また選手に復帰するって言ってたのは本当だったのか」
「はい、」
復帰すると決まってから連絡だけは入れていたけれど、会うのは本当に久しぶりだ。私が二年の時、マネージャーになると決めた時以来かもしれない。
「色んな人に後押しされて選手に復帰するって決めたのは自分だし、それについて後悔もない。でも、やっぱり私が止まっていた間も進み続けていた人との差はあるし、ユース合宿でもついていくので精一杯で。

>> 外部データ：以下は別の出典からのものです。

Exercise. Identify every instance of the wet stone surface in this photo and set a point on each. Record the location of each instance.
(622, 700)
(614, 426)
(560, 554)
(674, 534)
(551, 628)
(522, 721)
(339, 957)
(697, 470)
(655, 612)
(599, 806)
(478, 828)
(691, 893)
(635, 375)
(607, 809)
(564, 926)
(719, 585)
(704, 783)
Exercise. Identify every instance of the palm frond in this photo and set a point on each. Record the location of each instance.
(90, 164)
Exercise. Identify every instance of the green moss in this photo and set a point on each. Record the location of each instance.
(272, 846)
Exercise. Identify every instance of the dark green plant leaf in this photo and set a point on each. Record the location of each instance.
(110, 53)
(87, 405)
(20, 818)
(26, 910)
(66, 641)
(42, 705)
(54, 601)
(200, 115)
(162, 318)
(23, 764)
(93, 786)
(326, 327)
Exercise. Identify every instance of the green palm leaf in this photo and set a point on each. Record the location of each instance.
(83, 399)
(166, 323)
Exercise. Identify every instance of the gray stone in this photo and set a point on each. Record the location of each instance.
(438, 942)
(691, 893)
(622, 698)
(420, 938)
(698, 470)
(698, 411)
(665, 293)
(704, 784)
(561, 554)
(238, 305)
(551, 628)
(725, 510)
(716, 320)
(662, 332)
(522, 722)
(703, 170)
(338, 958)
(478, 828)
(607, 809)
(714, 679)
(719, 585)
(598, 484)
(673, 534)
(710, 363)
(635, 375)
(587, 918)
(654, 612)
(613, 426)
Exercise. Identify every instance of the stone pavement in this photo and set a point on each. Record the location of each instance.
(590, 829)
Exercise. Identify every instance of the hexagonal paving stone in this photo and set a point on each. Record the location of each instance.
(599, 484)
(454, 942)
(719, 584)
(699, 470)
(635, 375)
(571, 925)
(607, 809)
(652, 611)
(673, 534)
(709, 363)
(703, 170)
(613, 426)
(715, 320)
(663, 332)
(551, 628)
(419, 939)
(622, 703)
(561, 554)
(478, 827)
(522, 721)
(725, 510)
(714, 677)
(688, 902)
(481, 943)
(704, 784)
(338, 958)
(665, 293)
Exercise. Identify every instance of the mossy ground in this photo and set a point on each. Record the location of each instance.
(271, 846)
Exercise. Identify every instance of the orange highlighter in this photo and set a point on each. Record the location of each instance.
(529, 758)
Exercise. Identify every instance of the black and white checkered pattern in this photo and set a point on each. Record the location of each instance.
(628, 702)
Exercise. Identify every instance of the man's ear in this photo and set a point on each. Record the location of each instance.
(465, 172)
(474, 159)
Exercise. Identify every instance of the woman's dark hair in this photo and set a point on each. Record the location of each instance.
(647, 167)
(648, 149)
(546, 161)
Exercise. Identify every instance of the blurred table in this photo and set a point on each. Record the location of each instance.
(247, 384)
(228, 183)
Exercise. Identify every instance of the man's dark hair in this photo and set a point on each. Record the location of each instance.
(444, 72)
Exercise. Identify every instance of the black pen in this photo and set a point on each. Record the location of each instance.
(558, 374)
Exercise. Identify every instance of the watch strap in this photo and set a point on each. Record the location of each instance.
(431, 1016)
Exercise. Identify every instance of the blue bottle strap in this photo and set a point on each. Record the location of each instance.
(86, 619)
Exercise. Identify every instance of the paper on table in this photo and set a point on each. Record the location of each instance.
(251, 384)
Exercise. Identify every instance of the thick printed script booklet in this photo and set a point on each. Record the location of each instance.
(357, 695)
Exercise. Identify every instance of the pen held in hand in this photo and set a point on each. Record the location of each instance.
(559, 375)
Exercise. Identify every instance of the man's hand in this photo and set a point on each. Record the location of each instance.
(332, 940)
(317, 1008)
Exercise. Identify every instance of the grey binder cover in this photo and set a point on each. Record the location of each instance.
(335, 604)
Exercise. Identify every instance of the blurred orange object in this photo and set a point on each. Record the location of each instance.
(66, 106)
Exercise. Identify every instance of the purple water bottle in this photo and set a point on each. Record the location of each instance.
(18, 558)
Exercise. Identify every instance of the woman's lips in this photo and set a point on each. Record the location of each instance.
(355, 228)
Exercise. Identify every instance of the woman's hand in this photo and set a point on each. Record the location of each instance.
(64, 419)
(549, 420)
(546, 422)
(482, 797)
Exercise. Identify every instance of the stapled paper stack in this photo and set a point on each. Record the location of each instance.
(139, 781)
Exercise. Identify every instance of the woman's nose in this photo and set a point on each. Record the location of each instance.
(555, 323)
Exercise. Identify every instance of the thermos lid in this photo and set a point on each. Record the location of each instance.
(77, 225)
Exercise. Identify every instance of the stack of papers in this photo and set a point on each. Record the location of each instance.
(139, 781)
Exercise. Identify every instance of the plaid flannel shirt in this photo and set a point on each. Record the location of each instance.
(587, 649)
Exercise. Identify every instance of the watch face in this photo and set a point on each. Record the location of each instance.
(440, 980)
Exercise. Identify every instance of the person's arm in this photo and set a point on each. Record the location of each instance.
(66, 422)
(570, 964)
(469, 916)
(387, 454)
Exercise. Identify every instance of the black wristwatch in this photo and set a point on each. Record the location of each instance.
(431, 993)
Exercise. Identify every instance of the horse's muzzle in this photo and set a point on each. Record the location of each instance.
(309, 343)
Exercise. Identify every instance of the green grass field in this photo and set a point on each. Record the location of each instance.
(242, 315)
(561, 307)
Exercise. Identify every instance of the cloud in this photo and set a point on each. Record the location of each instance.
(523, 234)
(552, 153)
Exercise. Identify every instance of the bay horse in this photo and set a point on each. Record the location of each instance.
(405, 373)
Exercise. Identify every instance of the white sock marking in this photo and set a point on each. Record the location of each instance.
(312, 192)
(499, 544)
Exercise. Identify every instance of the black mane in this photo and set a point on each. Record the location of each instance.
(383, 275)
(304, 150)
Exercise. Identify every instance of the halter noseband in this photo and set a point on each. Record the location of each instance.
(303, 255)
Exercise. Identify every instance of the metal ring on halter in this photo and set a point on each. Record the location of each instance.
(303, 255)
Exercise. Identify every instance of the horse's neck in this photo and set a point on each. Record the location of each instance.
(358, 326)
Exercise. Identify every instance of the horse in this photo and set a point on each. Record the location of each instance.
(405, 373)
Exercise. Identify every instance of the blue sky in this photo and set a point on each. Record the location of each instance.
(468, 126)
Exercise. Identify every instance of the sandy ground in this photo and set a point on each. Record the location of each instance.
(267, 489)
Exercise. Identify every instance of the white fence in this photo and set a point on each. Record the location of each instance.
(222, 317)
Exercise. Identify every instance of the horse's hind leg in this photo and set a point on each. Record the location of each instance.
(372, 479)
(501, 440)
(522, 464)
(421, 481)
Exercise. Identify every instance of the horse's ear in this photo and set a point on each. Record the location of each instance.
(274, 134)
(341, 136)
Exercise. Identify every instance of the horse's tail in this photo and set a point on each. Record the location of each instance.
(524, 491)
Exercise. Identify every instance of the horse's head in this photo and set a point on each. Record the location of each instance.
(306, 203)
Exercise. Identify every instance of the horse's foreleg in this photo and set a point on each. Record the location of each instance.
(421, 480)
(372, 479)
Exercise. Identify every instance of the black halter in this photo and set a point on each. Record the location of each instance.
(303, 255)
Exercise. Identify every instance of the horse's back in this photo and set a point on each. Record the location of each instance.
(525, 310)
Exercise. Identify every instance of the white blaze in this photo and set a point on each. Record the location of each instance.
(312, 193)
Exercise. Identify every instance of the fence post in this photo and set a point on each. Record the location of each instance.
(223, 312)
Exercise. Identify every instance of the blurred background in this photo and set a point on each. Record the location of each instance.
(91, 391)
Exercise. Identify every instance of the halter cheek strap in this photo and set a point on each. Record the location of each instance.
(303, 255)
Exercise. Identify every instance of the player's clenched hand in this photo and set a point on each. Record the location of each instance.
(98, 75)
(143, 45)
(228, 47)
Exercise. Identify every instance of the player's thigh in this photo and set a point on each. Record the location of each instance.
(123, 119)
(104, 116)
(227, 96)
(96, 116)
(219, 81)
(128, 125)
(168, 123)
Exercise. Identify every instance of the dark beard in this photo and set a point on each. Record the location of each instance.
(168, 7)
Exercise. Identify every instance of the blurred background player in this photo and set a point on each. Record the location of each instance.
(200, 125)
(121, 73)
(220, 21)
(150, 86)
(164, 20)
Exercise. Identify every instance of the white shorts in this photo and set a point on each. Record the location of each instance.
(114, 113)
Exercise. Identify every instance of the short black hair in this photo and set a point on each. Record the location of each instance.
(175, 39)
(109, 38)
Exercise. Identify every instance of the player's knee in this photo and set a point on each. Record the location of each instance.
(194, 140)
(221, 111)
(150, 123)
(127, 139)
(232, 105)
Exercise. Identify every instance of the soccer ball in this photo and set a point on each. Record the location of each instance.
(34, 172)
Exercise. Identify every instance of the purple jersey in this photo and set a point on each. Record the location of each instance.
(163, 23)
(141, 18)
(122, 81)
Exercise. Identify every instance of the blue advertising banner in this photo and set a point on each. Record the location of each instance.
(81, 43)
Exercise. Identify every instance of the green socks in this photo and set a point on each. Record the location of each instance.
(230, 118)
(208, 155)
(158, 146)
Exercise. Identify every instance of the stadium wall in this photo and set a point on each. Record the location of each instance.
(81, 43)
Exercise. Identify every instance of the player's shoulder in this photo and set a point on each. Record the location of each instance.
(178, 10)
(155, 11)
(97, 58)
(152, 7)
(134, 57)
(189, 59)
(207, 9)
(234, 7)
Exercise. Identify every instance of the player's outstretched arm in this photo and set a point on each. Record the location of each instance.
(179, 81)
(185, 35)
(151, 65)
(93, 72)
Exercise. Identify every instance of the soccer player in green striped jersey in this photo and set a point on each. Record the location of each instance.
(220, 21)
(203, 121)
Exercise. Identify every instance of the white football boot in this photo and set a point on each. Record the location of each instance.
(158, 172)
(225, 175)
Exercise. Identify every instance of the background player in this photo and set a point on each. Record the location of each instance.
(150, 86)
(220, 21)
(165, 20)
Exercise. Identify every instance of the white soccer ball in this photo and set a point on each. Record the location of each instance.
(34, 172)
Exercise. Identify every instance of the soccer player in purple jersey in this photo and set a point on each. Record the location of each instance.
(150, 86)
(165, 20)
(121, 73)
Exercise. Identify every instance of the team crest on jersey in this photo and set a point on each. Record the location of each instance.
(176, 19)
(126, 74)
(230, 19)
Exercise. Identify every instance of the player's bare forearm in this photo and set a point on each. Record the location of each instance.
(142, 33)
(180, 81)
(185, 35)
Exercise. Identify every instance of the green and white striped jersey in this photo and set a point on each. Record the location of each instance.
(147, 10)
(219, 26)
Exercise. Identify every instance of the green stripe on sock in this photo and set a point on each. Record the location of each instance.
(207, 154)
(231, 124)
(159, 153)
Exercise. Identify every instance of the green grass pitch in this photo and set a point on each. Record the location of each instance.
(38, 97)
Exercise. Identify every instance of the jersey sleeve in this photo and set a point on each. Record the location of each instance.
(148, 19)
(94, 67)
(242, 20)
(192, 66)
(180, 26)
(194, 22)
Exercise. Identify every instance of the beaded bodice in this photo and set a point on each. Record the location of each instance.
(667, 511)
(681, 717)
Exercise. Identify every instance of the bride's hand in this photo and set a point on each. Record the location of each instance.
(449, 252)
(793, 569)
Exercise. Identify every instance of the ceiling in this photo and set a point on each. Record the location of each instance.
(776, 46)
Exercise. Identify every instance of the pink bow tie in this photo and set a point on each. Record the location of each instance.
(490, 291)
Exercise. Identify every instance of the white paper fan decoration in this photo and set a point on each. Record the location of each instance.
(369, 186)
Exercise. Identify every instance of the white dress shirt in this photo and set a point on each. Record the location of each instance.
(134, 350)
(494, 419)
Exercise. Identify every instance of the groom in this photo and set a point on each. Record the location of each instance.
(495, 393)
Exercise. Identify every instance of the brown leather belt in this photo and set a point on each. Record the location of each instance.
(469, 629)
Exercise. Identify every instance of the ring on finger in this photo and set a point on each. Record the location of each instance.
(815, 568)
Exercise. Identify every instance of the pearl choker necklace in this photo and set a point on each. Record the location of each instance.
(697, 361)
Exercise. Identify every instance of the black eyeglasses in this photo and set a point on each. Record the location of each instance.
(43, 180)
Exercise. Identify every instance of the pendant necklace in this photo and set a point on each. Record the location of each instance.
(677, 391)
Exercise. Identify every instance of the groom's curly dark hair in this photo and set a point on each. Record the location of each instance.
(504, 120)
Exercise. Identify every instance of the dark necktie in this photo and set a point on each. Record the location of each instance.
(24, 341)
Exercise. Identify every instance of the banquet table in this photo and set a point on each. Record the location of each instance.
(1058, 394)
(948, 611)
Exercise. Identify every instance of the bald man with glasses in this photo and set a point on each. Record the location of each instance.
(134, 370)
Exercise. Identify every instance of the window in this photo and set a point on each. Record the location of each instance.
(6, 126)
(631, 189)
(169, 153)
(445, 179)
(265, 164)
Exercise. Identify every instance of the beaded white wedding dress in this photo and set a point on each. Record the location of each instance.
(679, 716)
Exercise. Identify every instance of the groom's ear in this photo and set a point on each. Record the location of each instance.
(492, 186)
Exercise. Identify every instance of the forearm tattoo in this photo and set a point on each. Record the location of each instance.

………いい人ばかりで、受け入れてくれたのも嬉しかった。だから、」
「期待に応えたい、か」
「………はい。強くなるために来ました。
猫又先生の計らいで、夏休みの間梟谷グループの合宿に参加させてもらえることになったので、東京遠征に行ってるんです。
でも、私は選手である以前にマネージャーです。だから、少ない時間でも練習しないといけない」
「へぇ、いいじゃねぇか。そうか………アイツがなぁ………」
烏養さんは猫又先生と昔から争ってきたと聞いているから、思い入れが深いのかもしれない。
「それじゃあ、私も入りますね」
「おう………お前は人一倍負けず嫌いで、頑固だからな。
言っても聞かねぇと思うが、あんまり頑張りすぎんなよ」
烏養さんの指導のもと、炎天下の中外でバレーをしていると、一台の車に乗って繋心さんと日向が来た。
「あれ!?櫻井先輩!何でここに?」
「日向こそ………ああ、繋心さんに連れてこられたんだ。
私は昔から烏養さんに教えて貰ってたから」
「う、羨ましい………!」
日向と話している間繋心さんが烏養さんに投げ飛ばされていたが、気にせずまた練習を始める。繋心さんも自分なりに行き詰まって、助言を求めに来たのか。何となく、あんな事を言ってしまったからまだ顔を合わせづらいところがあるのだけど。
繋心さんに視線を向けるとバッチリ視線が絡み合って、逸らされた。昔からべったりとは言わずとも仲良くしてきたので、少し心が痛む。
「お、おれはっ!
自分で戦えるようになりたくて来ましたァァァ!!!」
「その身長で空中戦を制したいと?」
「この身長だからですっ」
「!」
烏養さんは|宇内さん《小さな巨人》の面影が日向に重なったのか、一瞬驚いた表情をした。何だってできると思っているところも、体格も。影響されているからなのか、割と似ている気がする。
「おれ、ヘンな事言ってるのかも知れないけど、」
「何がヘンなんだ。例えどんな天才セッターが相手だろうが、速攻という攻撃においての絶対的主導者はお前だ」
烏養さんはボールを手に取ってネットの向こう側に行くと、テンポの話を始めた。私は休憩がてら、縁側に座って途中コンビニで買ってきた水を飲んだ。
テンポの話は私がウィングスパイカーとしてバレーを始めた時に習ったもので、日向は今まで自身の運動神経とバレーに対する気持ちでやってきた所があるから、日向も此処から成長するんだな、なんて感慨深く思った。
「律、」
「繋心さん………どうしたの?」
テンポの話を聞く中、練習に目を向けながら話し出した。
「この前は、その………「いいよ」
きょとん、とする繋心さんを見てまた水を口にした。
試合の前だし、仲直りも早くするに越したことはないと思う。昨日の、及川の彼女さんとの会話を思い出して、それも悩みの種なのにな、なんて少し頭が痛くなった。
「いいの。私も、強く言いすぎた所あるし…繋心さんがチームのことちゃんと考えた上で言ったってわかってる」
「律………じゃあ言わせてもらうがな」
「うん?」
「お前の、そういうバレーに一直線過ぎるところが俺は昔から嫌いだったよ!」
「………え、」
「俺がレギュラーメンバーじゃなかったの知ってるだろ。
お前が頑張れば頑張るほど、力をつければそれだけ俺とお前の差が生まれて………俺は、そんなお前を見る度に自分が嫌になっていった『なんでコイツばっかり』ってな。
でも、それは当たり前だったんだよなぁ」
繋心さんは柔らかく笑って私を見た。
「お前はそれだけバレーに一直線で、努力してきたんだ。努力が結果になってるだけだったって、お前は天才じゃないって、わかってたはずなのにな………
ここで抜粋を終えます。